Criminal Law Consolidation (Provocation) Amendment Bill

Introduction and First Reading

The Hon. T.A. FRANKS ( 16:09 :37 ): Obtained leave and introduced a bill for an act to amend the Criminal Law Consolidation Act 1935. Read a first time.

Second Reading

The Hon. T.A. FRANKS ( 16:10 :40 ): I move:

That this bill be now read a second time.

This is the second time that I have introduced this bill. It is a bill that seeks to remove the partial defence of provocation and the homosexual advance test, colloquially known as the gay panic defence. As we have heard in this place, it has been applied in contemporary South Australian law. The bill seeks to assign this mediaeval murder defence to the dustbin of history, where it belongs. I would note that it is now 40 years since South Australia decriminalised homosexual acts. We used to lead in these areas of law reform and we currently lag behind every other state and territory on this particular issue and on many issues where homophobia, sexuality and gender identity apply.

I trust that later this year the government's announced review of equality in areas of sexuality, gender identity and gender will see us once again lead; however, we cannot wait in some areas for the results of that review and we must continue to work where we can to ensure equality and fairness for all South Australians.

This provocation defence applies only where a homosexual man makes a nonviolent sexual advance towards another man and that man murders them. It can be used as a partial defence to downgrade that to manslaughter. It is a defence which sits in the relics of our history, a history that is homophobic and where homophobia was acceptable to the community. However, in this day and age commonly most South Australians would not accept such a presupposition that a nonviolent homosexual advance was something that could be seen as provoking such a violent reaction.

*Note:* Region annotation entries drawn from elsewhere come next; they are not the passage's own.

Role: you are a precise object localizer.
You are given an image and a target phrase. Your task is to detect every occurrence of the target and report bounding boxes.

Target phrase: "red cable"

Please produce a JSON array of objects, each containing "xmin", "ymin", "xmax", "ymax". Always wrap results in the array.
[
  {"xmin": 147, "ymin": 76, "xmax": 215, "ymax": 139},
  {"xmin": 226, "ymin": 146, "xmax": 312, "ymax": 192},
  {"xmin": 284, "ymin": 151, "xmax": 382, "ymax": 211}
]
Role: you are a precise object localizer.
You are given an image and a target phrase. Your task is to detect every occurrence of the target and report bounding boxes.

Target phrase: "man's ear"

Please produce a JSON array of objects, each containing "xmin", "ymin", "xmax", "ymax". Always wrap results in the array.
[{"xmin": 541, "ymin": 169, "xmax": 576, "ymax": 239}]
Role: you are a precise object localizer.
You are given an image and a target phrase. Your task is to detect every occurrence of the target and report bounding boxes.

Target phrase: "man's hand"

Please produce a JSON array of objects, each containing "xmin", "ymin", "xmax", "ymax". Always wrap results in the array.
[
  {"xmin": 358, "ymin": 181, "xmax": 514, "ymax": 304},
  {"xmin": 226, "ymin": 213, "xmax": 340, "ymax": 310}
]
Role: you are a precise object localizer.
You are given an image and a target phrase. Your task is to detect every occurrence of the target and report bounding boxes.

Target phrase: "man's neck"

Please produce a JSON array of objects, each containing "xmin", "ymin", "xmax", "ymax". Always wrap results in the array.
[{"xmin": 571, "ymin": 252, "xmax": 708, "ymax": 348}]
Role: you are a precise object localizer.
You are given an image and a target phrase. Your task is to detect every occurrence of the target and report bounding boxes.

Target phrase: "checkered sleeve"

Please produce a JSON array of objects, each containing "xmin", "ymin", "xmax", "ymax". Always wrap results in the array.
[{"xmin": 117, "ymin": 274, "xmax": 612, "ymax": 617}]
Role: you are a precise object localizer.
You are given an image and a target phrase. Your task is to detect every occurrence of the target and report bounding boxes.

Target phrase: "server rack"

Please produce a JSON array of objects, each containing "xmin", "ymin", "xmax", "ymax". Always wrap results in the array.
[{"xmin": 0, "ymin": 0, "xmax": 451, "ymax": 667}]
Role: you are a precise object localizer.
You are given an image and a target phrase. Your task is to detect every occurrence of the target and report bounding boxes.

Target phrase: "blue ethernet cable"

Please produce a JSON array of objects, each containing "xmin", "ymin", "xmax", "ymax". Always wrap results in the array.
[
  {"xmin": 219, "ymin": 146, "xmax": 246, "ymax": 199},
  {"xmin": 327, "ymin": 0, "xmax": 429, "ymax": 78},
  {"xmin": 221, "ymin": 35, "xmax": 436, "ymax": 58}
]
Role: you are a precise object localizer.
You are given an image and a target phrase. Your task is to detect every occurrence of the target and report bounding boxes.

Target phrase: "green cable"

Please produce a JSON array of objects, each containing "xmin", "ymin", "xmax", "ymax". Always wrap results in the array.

I note that the Legislative Review Committee inquiry will be undertaking its work in coming weeks and months, but I certainly hope not too many months. I draw members' attention to Lindsay v The Queen, a High Court of Australia case allowing an appeal that has quashed the appellant's conviction for murder and ordered a retrial in that case. That means that this issue is very much a pressing one for the South Australian parliament.

I think we, as parliamentarians, should be showing leadership and ensuring that, where there are questions (whether the common law is settled or not and certainly I did not believe that common law could be settled in such a way and the High Court of Australia has certainly given a decision that indicates that the common law is in no way settled in this area), as legislators we can settle matters. I think it is our duty to put our mind to this particular issue and address the gay panic defence, and I would urge members to dump the gay panic defence and I certainly support the words of the Hon. John Darley in his minority report to the Legislative Review Committee's inquiry into my previous bill.

I note that many of the submissions also argued that perhaps we needed to look at all of the provocation defences, and I am certainly not averse to that. Again, perhaps that could be part of the deliberations of the equality review, slated for later this year, and I am certainly intending to put a submission to that review arguing that case, and I am not averse to having those debates. I do think there are better remedies in this day and age than some of these old relics of our past, which I think need to be left behind as we embrace a future of equality. With those few words, I look forward to the report of the Legislative Review Committee, but note that this bill is now tabled in our council, and certainly I hope that that would be an imperative for swift action on this issue.

Debate adjourned on motion of Hon. J.S.L. Dawkins.